Filipinos visit their dead on All Saints Day at the Manila North Cemetery, Nov 1, 2012. / Roy Lagarde/CBCPMedia.

As Catholics around the world on Nov. 2 remember those who have passed away, Pope Benedict XVI visited the Vatican Grottoes to pray for his predecessors on the feast of All Souls.

In remarks made in St. Peter's square Nov. 1 anticipating  All Souls day, Pope Benedict said the feast "helps us to reflect on the double horizon of humanity, which we symbolically express with the words 'earth' and 'heaven.'"

He noted on Thursday that All Souls should remind Catholics of the reality of the communion of saints – a reality uniting all believers, living and dead.

"The earth represents the journey of history, heaven eternal, the fullness of life in God," he said. "These two dimensions are united by the reality of the 'communion of saints': a reality that begins here on earth and that reaches its fulfillment in heaven."

The feast of All Souls is celebrated throughout the entire Catholic world with particular zeal in country's animated by the heritage of Spanish Catholicism.

In the Philippines, families traditionally celebrate the feast by camping in cemeteries and often spending the night near relatives' tombs, playing card games, singing, and dancing. Tombs are also cleaned or repainted, flowers are offered and candles are lit.

In Mexico, the Day of the Dead – "Día de los Muertos" – is a national holiday centered around the Feast of All Souls and the Feast of All Saints, celebrated the day before. It is traditional to build altars in honor of the dead and adorn them with the deceased's favorite foods and beverages as well as sugar-candy skulls and marigolds.

Msgr. Peter Fleetwood of the Archdiocese of Liverpool in the U.K. remarked that the feast of All Souls is a time for remembrance as well as the natural reaction of sadness.

"To have a special time in the year when you can dedicate time and prayer to the memory of your dear departed," he told Vatican Radio, "that responds to a very deep need in all of us."

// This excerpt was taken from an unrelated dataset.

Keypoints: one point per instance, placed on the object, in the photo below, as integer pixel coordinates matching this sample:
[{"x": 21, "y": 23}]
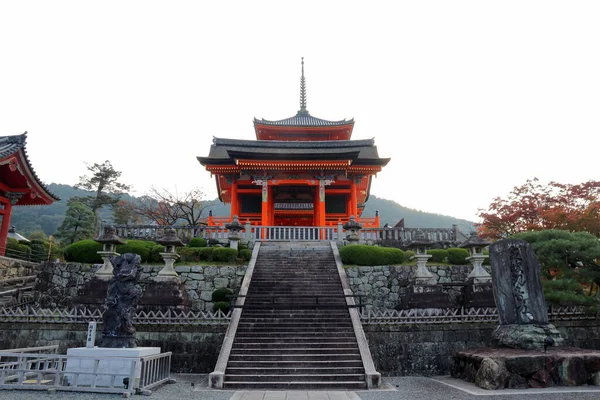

"You do get used to missing someone but you never really get over it," he added.

"I think the fact of the church adopting a day when Masses are offered for the souls of the faithful departed – and in fact a whole month where such things happen – is simply recognizing how real that need is and how important is is to respect the name, the person, the mortal remains and the memory of those who have died."